The sickled cells aren't flexible enough to pass through our capillary beds, and so they lodge there, causing obstruction.  The results are varied but uniformly bad: excessive pain (from ischaemia), organ damage and rampant haemolysis (from splenic removal of the atypical red blood cells) can all occur.  The disease is often fatal.

Why would natural selection permit this terrible allele to remain in the gene pool?  There are many factors that contribute here, but the most striking (and most important) is that people heterozygous for the allele show a marked resistance to malaria infection.

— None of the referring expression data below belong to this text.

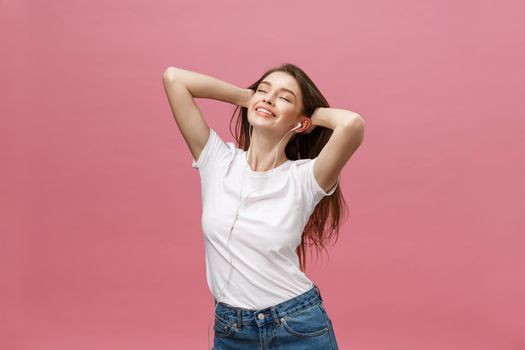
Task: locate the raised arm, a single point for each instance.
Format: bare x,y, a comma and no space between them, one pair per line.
181,87
348,134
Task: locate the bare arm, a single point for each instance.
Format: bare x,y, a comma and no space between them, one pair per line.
181,87
204,86
348,134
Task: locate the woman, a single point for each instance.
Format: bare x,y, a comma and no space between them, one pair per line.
265,200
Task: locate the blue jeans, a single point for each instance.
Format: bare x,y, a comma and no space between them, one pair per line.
297,323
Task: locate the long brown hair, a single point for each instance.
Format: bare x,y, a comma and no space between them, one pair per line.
317,231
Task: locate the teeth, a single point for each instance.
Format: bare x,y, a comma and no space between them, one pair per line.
264,111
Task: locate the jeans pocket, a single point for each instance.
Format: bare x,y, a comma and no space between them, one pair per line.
222,328
307,323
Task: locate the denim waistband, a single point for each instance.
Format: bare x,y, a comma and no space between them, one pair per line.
242,316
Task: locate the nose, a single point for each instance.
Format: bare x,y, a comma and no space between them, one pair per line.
267,99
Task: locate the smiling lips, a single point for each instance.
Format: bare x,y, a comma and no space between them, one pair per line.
265,111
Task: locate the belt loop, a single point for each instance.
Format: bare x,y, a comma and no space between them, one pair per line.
276,319
239,318
318,292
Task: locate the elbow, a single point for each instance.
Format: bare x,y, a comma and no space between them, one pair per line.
355,121
169,73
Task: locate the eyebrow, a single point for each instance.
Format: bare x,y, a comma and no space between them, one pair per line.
285,89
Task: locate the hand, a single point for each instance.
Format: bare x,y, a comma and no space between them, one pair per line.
246,97
312,125
310,129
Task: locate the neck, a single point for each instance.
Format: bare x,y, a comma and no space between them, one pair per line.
261,153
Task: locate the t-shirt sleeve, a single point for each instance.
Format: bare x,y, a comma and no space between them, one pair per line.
312,186
214,150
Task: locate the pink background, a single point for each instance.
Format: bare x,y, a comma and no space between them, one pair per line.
101,245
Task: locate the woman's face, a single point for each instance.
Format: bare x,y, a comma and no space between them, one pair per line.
280,94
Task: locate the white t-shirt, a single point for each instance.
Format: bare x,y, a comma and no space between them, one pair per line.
267,231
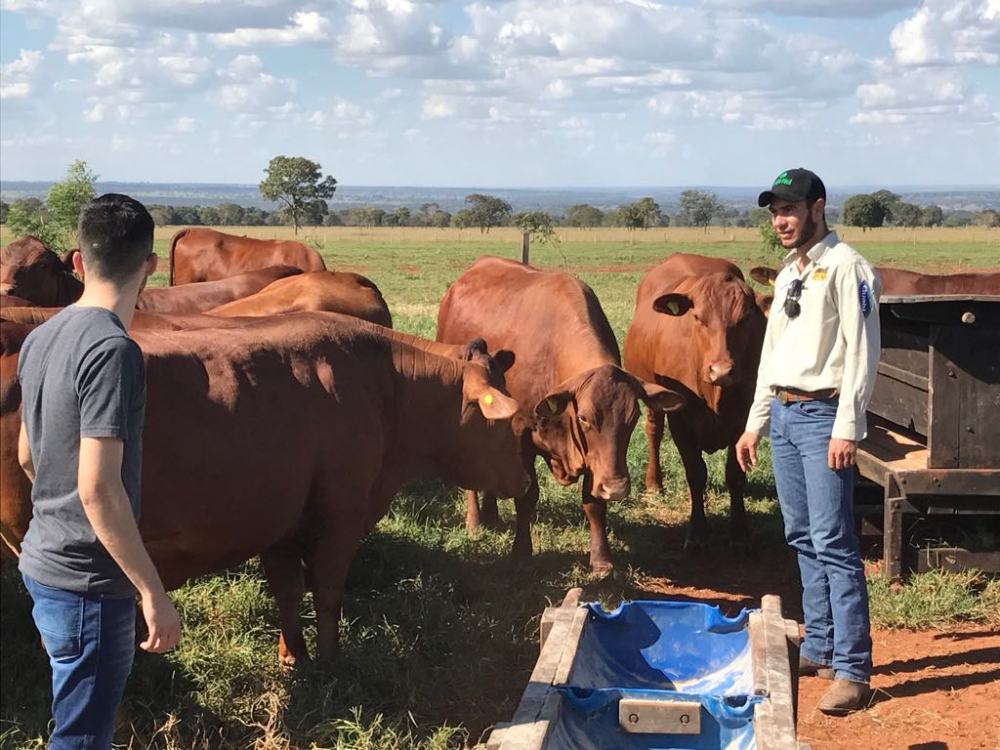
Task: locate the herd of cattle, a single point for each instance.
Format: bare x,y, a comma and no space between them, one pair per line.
284,413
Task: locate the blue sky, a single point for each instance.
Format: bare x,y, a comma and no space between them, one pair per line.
504,93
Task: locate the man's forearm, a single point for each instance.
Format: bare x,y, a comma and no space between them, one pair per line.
110,513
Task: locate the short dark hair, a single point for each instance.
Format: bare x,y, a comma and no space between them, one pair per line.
116,236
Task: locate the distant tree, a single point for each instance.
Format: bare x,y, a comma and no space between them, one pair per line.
28,216
584,215
464,218
230,214
865,211
630,216
988,218
488,211
698,207
538,225
208,216
298,183
905,214
931,216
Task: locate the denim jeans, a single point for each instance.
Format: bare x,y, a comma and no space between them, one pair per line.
817,507
90,640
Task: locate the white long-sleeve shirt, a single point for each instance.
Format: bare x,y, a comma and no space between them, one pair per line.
834,342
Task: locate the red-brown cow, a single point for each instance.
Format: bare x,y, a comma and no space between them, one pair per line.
333,291
32,272
204,295
207,255
581,405
896,281
697,329
288,438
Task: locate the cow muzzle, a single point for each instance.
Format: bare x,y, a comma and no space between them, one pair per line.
615,488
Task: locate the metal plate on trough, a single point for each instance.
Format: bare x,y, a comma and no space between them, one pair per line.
659,717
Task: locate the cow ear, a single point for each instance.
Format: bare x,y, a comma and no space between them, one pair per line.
657,397
495,405
474,347
763,275
67,259
672,304
504,359
764,303
553,404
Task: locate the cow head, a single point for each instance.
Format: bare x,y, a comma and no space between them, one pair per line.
727,326
585,425
488,447
29,270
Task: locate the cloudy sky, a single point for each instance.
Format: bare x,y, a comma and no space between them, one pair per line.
504,92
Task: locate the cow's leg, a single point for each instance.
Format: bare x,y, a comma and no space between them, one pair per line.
596,512
525,514
654,438
736,481
697,479
283,571
489,514
328,566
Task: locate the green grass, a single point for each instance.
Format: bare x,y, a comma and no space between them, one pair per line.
440,630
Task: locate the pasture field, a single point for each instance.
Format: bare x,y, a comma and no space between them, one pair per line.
440,630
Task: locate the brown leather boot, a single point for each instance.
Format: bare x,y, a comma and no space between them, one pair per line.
845,696
810,668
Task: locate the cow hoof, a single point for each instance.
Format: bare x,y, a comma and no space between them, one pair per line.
602,568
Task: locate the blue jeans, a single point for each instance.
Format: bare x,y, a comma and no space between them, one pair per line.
90,640
817,507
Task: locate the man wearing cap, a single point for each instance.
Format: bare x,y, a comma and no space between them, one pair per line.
817,372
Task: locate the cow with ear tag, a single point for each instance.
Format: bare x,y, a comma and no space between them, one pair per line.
31,272
698,329
578,407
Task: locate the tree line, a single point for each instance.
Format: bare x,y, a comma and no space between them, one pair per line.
301,191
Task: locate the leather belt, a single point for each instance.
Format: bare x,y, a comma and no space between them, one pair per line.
792,395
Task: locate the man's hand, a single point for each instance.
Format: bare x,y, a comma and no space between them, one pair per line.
746,450
162,622
842,453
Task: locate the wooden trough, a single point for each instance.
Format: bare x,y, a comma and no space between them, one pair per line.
933,442
569,703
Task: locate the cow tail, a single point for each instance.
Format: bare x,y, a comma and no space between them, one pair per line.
173,243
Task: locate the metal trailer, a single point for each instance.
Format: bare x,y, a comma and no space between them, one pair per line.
933,442
659,674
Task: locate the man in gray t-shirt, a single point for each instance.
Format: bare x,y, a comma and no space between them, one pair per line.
83,401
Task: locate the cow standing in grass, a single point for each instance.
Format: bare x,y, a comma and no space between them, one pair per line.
697,329
580,404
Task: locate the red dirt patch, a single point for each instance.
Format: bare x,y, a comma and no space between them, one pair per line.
934,690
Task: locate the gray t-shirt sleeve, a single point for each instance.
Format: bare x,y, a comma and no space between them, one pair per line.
108,382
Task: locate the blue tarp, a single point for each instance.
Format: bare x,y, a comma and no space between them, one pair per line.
664,651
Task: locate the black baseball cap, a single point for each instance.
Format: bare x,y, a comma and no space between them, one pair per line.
794,185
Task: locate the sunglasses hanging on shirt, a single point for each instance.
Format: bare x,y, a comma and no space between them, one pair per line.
792,306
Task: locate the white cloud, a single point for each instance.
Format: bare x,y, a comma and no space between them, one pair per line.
949,32
307,27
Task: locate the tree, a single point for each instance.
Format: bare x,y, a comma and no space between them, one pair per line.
931,216
584,215
298,183
698,208
536,224
28,216
65,200
488,211
864,211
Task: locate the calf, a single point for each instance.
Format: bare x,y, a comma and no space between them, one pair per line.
697,329
580,405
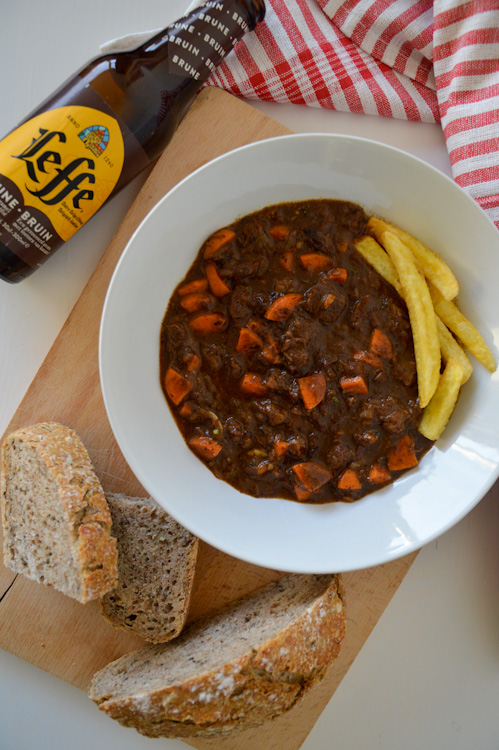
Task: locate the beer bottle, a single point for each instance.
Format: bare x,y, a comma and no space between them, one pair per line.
102,127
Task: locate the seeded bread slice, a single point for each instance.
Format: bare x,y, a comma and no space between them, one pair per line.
156,564
55,517
248,663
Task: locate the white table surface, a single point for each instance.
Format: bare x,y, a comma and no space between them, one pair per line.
428,676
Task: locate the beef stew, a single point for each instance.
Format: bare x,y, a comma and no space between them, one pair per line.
288,362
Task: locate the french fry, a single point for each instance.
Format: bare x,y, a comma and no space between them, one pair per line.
439,410
463,328
379,260
421,315
450,349
433,267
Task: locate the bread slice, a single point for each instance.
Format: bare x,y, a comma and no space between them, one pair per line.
156,564
246,664
55,517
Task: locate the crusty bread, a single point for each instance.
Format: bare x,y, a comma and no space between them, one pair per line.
156,564
55,516
246,664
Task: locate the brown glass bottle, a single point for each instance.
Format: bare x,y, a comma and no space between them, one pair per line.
102,127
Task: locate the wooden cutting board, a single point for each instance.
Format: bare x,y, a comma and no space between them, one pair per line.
72,641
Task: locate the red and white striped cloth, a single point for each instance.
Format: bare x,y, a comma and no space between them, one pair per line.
412,59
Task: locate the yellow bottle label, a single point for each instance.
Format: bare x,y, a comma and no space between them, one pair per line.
65,163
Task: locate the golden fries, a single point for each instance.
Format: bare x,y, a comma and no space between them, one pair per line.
439,410
428,287
463,328
421,315
450,349
429,262
379,260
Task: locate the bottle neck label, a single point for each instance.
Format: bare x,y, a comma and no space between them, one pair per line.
198,42
57,169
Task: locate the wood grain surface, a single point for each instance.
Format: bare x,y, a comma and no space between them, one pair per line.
72,641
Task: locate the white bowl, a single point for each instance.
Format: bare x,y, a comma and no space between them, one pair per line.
276,533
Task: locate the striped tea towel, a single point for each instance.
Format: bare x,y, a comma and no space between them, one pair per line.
412,59
425,60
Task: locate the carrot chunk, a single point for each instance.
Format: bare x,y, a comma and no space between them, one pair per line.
339,275
253,384
198,285
218,240
207,323
279,231
369,358
195,301
378,475
312,389
206,447
248,341
186,410
315,261
349,480
177,386
282,307
355,384
287,261
381,344
328,300
311,475
403,455
217,284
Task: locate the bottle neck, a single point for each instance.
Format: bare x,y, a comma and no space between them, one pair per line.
198,42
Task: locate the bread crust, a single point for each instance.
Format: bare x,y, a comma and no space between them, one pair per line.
156,566
66,462
259,685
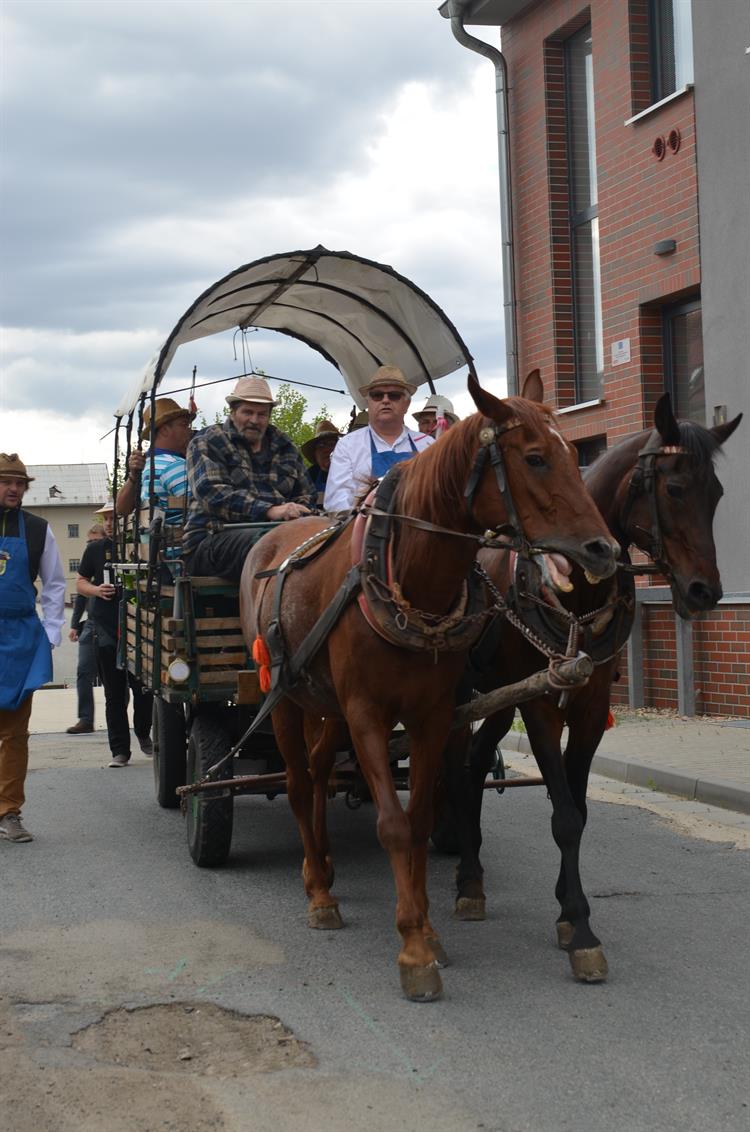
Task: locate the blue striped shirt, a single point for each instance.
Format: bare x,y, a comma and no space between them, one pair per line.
170,479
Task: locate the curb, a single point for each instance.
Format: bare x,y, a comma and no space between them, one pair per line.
712,791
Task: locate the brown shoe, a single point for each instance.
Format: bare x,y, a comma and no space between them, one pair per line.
80,728
11,830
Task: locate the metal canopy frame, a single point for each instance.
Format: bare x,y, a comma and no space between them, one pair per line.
356,312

Let me explain.  Sickle cell disease is an autosomal recessive trait, meaning that a person has to have two (out of two) copies of this bad allele before he shows symptoms.  Heterozygotes (that is, people with only one bad copy; the other one is normal) generally don't show symptoms of sickle cell disease, but they do display a marked resistance to malaria.  It appears that they produce enough sickled cells to disrupt the malaria parasite, which usually makes extensive use of normal red blood cells.

So this is the chief reason why the sickle cell allele is maintained by natural selection.  Its undoubted deleterious effects in a homozygous individual are balanced by its positive effects in a heterozygous person.  Geneticists would identify this as an example of a balanced polymorphism (a polymorphism is a situation in which there is more than one allele for a gene).

Of course having resistance to malaria only counts as a positive if you otherwise stood a chance of getting it; in areas without malaria, the sickle cell allele would have a uniformly negative effect on fitness, with no balancing redemption.  All of this neatly explains the close match between the historical distribution of malaria:


... and the ancestral distribution of the sickle cell allele.



Modern day descendents of these people who now live thousands of miles away (e.g. African-Americas) continue to suffer from sickle cell disease.  Evolution is simply not quick enough to delete this allele from the gene pool in a few hundred years, but it is doubtless trying!